Moreover, Titus reported to Paul that the community’s participation in the collection for the Jerusalem church—an undertaking, we will see, that was most dear to his heart (Gal 2:10; Acts 11:29–30)—had come to a standstill (2 Cor 8:10). Indeed, it is easy to imagine that this was because the newly arrived missionaries planted seeds of doubt in the minds of some of the Corinthians: Isn’t Paul just really lining his own pockets? Doesn’t his constant change in travel plans reveal how untrustworthy his word really is? Doesn’t his abrupt departure during his last visit expose a lack of strength and character? Lastly, Titus must have told Paul, there were still some cases of scandalous behavior in the community (12:20; 13:2).
Stage 7: Paul sends 2nd Corinthians via Titus, spring AD 55.
We are now in a position to understand why Paul wrote a fourth letter to the church in Corinth, the letter known as 2nd Corinthians. Having spent the winter of AD 54–55 in Macedonia, he was ready to come to Corinth for the third time (2 Cor 12:14; 13:1). In order to prepare for this visit, Paul needed to accomplish several things. Since doubts still existed about his character and the authenticity of his apostleship, Paul decided to clear the air over recent events by explaining his change in travel plans and his reasons for sending the tearful letter. He also sought to defend his way of being an apostle, a way marked by self-giving love patterned after the love embodied by Jesus. Also, Paul wanted to convey his joy over the Corinthians’ response—at least the majority’s response—to his third letter. Real reconciliation was now possible between them, and he desired to consolidate it and promote further reconciliation. Toward this end, Paul offered to forgive the offending member and encouraged the community to reach out to this person and receive him back.

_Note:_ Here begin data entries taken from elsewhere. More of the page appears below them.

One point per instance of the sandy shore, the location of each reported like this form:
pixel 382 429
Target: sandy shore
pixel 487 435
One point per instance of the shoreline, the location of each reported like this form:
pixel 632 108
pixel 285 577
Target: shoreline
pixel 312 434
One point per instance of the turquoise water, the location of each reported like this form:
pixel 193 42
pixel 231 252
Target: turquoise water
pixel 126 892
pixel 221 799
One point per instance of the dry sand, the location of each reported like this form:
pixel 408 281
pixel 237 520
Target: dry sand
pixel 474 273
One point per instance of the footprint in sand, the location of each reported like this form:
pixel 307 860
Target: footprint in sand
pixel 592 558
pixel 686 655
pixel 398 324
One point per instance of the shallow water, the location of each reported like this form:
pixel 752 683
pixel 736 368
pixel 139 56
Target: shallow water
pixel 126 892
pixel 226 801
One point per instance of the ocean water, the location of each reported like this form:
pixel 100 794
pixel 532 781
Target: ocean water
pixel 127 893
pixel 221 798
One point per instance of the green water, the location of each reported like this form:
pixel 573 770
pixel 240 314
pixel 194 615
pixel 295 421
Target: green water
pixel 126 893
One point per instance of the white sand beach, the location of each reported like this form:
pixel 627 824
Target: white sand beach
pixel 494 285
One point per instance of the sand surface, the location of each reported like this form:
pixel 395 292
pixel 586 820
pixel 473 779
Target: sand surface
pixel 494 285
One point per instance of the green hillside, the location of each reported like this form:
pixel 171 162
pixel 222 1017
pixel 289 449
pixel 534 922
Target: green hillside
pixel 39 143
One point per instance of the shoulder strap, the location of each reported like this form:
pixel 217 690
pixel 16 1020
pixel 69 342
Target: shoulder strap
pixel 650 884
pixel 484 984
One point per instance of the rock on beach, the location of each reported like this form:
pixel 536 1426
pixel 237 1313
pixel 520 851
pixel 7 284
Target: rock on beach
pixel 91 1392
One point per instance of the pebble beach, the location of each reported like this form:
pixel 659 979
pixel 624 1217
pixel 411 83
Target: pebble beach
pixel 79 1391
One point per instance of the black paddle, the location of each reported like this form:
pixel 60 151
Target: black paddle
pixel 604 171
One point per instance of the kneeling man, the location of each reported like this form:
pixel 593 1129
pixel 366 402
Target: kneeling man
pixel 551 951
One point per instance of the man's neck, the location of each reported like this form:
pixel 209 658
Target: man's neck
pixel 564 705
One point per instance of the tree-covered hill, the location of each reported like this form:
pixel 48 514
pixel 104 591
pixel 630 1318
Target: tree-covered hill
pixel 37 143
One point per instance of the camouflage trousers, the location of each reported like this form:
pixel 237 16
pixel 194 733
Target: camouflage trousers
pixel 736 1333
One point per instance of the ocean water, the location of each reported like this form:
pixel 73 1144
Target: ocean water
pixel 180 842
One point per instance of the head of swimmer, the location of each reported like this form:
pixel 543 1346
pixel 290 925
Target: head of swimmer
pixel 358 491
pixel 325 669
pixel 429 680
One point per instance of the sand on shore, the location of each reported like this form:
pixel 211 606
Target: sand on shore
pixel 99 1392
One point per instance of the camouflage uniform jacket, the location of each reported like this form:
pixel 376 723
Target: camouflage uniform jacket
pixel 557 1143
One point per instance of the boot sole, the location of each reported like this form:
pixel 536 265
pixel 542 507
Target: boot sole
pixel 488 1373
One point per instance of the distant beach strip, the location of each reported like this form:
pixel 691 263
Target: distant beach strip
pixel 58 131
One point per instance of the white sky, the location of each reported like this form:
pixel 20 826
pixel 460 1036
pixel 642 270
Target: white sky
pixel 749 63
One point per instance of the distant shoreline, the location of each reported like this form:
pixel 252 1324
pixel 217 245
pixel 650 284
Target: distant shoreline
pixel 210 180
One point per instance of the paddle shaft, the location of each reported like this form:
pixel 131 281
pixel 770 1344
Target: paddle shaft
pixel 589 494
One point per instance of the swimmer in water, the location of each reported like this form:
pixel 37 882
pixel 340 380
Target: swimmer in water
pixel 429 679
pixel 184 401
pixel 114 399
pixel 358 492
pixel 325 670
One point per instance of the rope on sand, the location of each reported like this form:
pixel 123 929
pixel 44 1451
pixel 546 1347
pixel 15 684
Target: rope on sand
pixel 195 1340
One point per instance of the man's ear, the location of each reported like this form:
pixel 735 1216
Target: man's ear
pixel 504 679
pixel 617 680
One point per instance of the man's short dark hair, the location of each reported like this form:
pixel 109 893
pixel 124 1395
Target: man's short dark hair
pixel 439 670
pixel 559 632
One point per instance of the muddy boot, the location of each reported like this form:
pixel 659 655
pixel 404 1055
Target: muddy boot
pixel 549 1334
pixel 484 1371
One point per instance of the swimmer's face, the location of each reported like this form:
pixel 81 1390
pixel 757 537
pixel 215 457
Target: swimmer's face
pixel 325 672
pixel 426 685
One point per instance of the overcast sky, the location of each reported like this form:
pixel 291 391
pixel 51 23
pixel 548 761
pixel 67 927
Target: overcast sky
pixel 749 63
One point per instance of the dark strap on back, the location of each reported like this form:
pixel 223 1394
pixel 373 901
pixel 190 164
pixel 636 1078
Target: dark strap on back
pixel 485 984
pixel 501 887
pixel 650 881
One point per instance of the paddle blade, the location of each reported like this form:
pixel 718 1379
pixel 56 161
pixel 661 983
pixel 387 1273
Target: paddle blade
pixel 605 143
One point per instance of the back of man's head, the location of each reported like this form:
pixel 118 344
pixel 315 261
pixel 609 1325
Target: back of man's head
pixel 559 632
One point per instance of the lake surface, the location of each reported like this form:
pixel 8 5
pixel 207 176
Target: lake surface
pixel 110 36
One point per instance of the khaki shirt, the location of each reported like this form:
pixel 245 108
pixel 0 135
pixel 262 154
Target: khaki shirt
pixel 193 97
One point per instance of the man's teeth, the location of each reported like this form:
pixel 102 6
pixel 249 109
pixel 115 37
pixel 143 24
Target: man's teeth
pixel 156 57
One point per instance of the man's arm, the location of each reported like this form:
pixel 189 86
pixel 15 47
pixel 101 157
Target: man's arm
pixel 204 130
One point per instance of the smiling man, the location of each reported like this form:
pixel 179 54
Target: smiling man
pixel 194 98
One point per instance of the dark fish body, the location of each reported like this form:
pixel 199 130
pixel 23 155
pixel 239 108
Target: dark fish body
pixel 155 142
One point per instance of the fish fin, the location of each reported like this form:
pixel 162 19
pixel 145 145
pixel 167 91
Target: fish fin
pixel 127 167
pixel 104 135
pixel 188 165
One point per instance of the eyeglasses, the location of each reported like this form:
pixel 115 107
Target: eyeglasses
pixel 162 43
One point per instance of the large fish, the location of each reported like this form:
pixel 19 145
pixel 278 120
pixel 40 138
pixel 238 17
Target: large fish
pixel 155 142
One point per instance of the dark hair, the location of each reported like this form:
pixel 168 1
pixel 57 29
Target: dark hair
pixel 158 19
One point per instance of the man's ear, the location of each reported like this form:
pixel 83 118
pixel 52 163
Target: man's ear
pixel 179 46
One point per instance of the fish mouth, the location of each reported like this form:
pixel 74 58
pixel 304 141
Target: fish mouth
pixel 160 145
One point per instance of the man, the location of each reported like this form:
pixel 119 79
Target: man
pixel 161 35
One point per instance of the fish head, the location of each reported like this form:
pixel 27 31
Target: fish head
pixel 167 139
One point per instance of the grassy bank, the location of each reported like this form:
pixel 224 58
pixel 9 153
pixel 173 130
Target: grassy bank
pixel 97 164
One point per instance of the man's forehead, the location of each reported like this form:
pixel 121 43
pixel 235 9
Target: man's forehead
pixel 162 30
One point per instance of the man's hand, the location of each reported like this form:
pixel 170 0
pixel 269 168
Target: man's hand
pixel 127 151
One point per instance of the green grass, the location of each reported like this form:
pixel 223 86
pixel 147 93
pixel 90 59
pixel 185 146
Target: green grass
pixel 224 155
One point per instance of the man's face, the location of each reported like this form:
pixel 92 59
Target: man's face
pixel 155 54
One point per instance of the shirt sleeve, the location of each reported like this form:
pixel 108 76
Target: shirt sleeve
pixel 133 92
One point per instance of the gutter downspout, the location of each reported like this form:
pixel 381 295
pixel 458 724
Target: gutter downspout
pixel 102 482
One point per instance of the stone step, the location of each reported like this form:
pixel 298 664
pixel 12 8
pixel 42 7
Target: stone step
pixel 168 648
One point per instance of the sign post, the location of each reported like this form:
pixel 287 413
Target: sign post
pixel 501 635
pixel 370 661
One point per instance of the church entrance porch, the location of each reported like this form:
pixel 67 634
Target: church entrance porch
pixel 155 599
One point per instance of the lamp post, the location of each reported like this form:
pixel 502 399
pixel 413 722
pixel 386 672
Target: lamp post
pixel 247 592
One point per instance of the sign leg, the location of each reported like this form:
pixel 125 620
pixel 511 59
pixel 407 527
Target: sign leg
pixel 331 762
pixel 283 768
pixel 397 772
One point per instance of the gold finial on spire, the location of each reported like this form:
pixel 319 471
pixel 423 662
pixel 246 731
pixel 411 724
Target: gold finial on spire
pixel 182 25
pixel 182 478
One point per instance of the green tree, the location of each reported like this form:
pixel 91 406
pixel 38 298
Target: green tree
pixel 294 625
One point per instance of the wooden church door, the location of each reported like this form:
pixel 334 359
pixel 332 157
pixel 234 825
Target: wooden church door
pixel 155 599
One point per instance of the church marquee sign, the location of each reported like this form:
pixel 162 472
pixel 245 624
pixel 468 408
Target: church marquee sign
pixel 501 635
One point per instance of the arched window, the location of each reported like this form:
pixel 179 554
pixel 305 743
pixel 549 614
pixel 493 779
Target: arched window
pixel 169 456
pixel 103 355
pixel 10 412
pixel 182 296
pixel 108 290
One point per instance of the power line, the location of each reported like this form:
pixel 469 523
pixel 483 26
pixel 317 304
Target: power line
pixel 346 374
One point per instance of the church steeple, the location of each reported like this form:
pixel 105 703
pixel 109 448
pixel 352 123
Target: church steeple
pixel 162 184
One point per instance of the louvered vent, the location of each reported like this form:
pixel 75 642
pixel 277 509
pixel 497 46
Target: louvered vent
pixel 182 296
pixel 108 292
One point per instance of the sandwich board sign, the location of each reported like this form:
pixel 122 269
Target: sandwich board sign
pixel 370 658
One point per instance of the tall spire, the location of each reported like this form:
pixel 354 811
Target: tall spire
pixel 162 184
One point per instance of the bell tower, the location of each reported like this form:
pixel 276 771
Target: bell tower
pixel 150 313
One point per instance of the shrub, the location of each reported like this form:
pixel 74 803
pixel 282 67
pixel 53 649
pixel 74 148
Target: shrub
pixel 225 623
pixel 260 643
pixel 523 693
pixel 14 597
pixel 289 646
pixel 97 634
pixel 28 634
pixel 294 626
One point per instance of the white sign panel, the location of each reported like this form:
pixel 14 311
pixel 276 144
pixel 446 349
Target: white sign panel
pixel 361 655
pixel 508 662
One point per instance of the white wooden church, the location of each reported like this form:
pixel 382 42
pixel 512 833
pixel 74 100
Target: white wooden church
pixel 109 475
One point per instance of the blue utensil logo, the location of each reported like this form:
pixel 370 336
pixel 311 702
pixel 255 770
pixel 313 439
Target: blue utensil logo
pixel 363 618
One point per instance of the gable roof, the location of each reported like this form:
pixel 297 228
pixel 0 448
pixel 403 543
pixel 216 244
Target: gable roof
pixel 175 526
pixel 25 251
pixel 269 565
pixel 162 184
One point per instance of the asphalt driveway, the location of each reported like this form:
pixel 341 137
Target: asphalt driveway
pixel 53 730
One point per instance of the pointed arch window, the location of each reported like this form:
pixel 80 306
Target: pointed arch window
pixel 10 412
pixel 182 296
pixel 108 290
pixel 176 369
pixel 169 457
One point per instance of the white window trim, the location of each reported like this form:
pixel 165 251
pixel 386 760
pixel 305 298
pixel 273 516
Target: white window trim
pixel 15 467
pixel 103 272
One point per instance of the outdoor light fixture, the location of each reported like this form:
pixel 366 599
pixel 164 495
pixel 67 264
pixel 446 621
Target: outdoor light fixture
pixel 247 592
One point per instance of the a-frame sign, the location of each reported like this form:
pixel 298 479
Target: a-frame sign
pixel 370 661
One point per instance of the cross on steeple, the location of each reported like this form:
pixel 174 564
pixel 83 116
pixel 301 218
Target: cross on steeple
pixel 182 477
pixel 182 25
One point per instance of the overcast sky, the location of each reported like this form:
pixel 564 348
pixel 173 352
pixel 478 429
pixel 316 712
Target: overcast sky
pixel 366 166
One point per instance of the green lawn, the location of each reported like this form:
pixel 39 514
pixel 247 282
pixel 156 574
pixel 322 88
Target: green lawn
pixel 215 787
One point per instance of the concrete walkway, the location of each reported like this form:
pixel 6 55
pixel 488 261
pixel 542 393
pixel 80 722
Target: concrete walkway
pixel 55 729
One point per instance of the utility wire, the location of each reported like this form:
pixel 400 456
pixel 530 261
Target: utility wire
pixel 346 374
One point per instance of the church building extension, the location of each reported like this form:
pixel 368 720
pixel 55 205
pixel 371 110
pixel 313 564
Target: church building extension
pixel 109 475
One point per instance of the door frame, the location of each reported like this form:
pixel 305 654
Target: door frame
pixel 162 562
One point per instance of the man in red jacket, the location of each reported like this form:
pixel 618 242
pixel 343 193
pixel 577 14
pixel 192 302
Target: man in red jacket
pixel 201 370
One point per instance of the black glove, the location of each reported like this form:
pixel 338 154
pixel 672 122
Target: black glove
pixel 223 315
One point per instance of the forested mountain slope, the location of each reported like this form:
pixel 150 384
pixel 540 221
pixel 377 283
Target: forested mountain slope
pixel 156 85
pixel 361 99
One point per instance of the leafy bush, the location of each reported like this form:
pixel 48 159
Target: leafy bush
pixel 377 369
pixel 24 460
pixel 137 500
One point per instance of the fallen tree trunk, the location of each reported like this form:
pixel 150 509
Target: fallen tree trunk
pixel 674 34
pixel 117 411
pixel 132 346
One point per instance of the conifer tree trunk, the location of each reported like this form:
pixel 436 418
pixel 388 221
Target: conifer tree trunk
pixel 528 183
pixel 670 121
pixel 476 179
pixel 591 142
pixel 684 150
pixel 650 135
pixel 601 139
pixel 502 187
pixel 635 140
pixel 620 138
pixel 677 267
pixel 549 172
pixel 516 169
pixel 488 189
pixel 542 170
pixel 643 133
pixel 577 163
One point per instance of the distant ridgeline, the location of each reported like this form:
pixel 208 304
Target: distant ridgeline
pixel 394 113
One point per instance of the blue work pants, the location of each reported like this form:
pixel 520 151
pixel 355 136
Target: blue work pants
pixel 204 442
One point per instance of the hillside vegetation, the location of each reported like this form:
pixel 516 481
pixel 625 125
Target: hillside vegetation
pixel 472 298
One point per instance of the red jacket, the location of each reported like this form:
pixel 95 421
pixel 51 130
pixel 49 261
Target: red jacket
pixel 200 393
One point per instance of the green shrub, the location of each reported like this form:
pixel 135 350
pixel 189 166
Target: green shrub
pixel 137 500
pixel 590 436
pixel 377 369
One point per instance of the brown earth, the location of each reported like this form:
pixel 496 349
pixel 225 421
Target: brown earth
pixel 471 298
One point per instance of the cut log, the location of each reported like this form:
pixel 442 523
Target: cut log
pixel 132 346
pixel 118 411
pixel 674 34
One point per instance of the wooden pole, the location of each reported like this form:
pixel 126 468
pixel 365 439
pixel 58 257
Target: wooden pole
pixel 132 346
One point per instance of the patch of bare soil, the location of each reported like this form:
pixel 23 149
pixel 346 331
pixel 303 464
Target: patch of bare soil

Then, because Paul felt confident about the Corinthians’ renewed enthusiasm for him, he wanted them to recommit themselves to participate generously in the work of the collection for the Jerusalem church, which, as we will see, was another expression of reconciliation—here between Gentiles and Jews. Next Paul seemed determined to go on the attack against the come-lately missionaries, whom he dubbed “superapostles,” by exposing the foolishness of their boasting. Finally, he wanted to warn those who persisted in their sinful ways that he would deal with them severely. By means of his various exhortations, the Apostle sought to have the members of the community attend to their own character rather than challenge his.
Thus, sometime in the spring of AD 55, Paul sent his fourth letter to the community via Titus and two unnamed brothers (2 Cor 8:16–24). When taken as a whole, 2nd Corinthians Paul is commending his example of Christian living which is rooted in reconciliation. The basis and motivation is the exemplar of Jesus, whose entire life was marked by faithful obedience to God in giving himself in love for the sake of others that all might be reconciled to God. This is what Paul asks of the Corinthian church.
As best we can surmise, that is the context is which 2nd Corinthians was written and should have a favored starting point to understand what St. Paul means to communicate to the believers in Corinth.